Before our last dog became blind she used to give me the dirty looks for having the light on for too long. I was reading. 
She didn’t care. Lol.


----------



## wvnewbie (May 4, 2018)

Friends had two Sharpei who would begin to growl at distant thunder before we could hear it.  When the thunder got close, they took up guard positions on the corners of the patio and _dared_ any of the Thunder Gods to approach!

My last dog was totally freaked out by thunder and would hide in the bathtub.  My new puppy doesn't seem to care one way or the other = YAY!


----------



## SeaBreeze (May 4, 2018)

CarolfromTX said:


> Mine is! I was awakened at 4:30 this morning by a dog (my 7 lb.
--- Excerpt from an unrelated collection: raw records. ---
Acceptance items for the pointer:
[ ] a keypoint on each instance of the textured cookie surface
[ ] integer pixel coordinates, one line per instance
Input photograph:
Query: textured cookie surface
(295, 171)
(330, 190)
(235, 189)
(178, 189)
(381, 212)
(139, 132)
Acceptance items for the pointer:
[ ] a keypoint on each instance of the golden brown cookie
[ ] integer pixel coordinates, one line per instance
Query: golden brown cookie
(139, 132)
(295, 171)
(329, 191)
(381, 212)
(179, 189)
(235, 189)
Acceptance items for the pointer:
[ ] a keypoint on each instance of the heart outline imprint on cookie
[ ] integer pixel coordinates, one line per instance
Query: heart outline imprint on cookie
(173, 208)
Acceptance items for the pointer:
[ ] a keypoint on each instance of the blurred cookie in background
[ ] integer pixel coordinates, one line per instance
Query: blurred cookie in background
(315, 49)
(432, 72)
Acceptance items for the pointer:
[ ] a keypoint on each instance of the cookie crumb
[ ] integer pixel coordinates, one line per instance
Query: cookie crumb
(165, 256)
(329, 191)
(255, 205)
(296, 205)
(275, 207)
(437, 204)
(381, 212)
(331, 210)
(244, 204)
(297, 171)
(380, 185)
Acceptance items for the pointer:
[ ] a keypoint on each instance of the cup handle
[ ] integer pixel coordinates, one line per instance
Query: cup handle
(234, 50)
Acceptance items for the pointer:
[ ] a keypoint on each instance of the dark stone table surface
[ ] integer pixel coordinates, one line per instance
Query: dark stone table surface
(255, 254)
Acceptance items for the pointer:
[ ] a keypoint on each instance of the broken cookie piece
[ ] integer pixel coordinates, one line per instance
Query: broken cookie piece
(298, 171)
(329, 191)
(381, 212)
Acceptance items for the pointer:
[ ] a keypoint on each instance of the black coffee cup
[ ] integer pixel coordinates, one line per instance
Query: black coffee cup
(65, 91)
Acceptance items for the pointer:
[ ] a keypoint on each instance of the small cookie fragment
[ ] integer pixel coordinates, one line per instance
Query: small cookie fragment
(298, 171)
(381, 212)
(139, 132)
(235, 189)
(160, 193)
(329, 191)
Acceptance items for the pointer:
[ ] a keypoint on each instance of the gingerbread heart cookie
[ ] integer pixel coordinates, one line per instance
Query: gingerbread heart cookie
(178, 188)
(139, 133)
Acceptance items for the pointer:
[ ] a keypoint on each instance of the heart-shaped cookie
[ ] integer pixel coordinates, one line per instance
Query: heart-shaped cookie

Chihuahua Pippin) tap dancing on my neck. Then I heard the thunder. Pippin is pretty much afraid of her own shadow, so I knew no amount of cuddling would suffice. I got up to use the little room, because... and the beagle, Dixie decides she needs to go out. In the pouring rain! I let her out the back door, knowing she would never venture out from under the covered patio. Did my thing, let her back in, still dry, and then gave them both a dose of Rescue Remedy, which is supposed to calm your pets naturally. It does seem to work. I put Pippin in her crate, covered it, and placed a pillow on top for maximum sound deadening, and miraculously we all went back to sleep. It's raining now, and in Texas we don't complain about the rain until... Harvey.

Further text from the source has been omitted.